Dario-StefanoSilvio Berlusconi – che attraverso il suo video-messaggio ha dimostrato di non considerarsi affatto un leader al tramonto – dovrà comparire nella Giunta delle elezioni e delle immunità del Senato venerdì 4 ottobre per rispondere ad eventuali quesiti e portare avanti le proprie tesi. Questa la decisione annunciata ai giornalisti dal presidente dell’organismo, Dario Stefano.

Chissà se, nel fissare la data, il presidente del Senato, Pietro Grasso e l’esponente di Sel, nuovo relatore sulla decadenza del Cavaliere da Palazzo Madama, abbiano pensato, sia pure solo per un attimo, alla casuale coincidenza con la Festa del Patrono d’Italia. Quel Francesco d’Assisi che, a distanza di otto secoli dalla morte, continua ad affascinare intere generazioni per le sue scelte radicali e che per tutti è l’uomo della Pace e del dialogo. Il riferimento stona un po’ visto il clima che si respira ed i contenuti del video-messaggio dell’ex presidente del Consiglio. L’udienza si preannuncia, infatti, come un ring. Lo stesso Stefano ha fatto riferimento alla circostanza che “ora si dovranno affrontare problemi di natura tecnico-logistica, per la quale il Senato sta mettendo in piedi una task force. La Sala infatti dovrà essere allestita per ospitare le parti che dovranno confrontarsi. Oltre a Berlusconi “dovrà essere ascoltato anche Ulisse Di Giacomo che è il primo dei non eletti nella regione Molise, cioé quello che ha presentato ricorso contro la non proclamazione della sua elezione.”

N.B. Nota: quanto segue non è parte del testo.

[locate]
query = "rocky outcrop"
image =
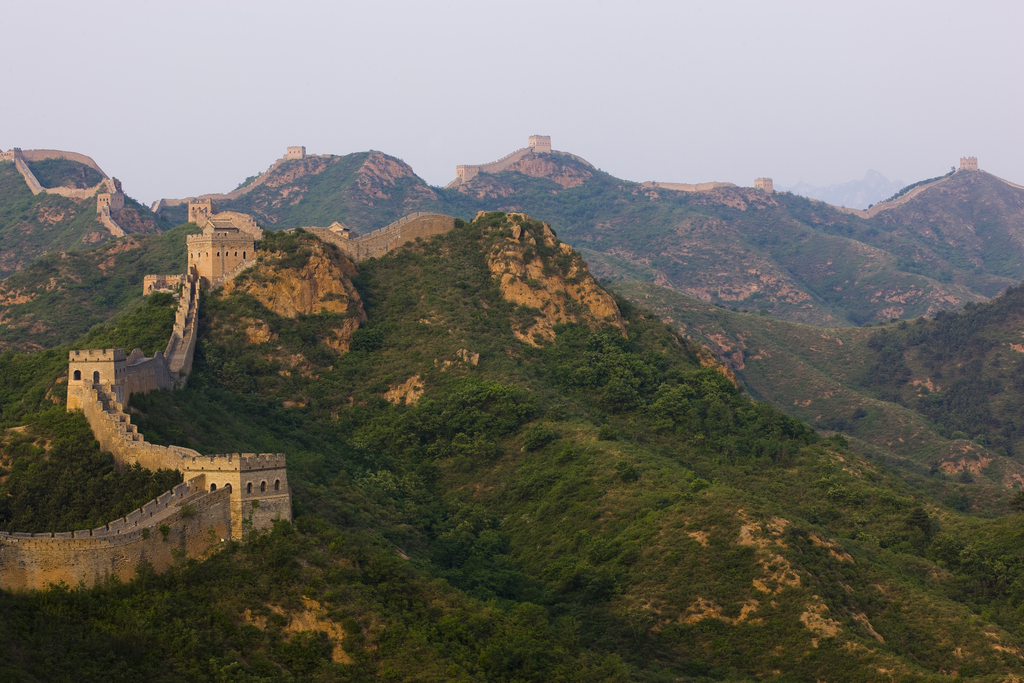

Nel frattempo non si placa l’ondata di reazioni e polemiche scaturite dal durissimo atto di accusa di Berlusconi nei confronti dei giudici. In una nota il Comitato di Presidenza del Consiglio Superiore della Magistratura “esprime amarezza e sconcerto per l’ennesima ripetizione di giudizi sprezzanti e di attacchi infondati che colpiscono in modo indiscriminato la magistratura italiana. I magistrati, che svolgono quotidianamente il proprio lavoro con impegno, professionalità ed imparzialità, non meritano l’addebito di intenti persecutori o di complotti. Peraltro è la legge che regola con criteri predeterminati la composizione dei collegi giudicanti e l’assegnazione dei processi. L’esito di qualsiasi processo, esperiti tutti i gradi di giudizio, è una sentenza che va accettata ed applicata. Diversamente verrebbero meno le regole dello Stato di diritto e il presupposto della ordinata convivenza civile”.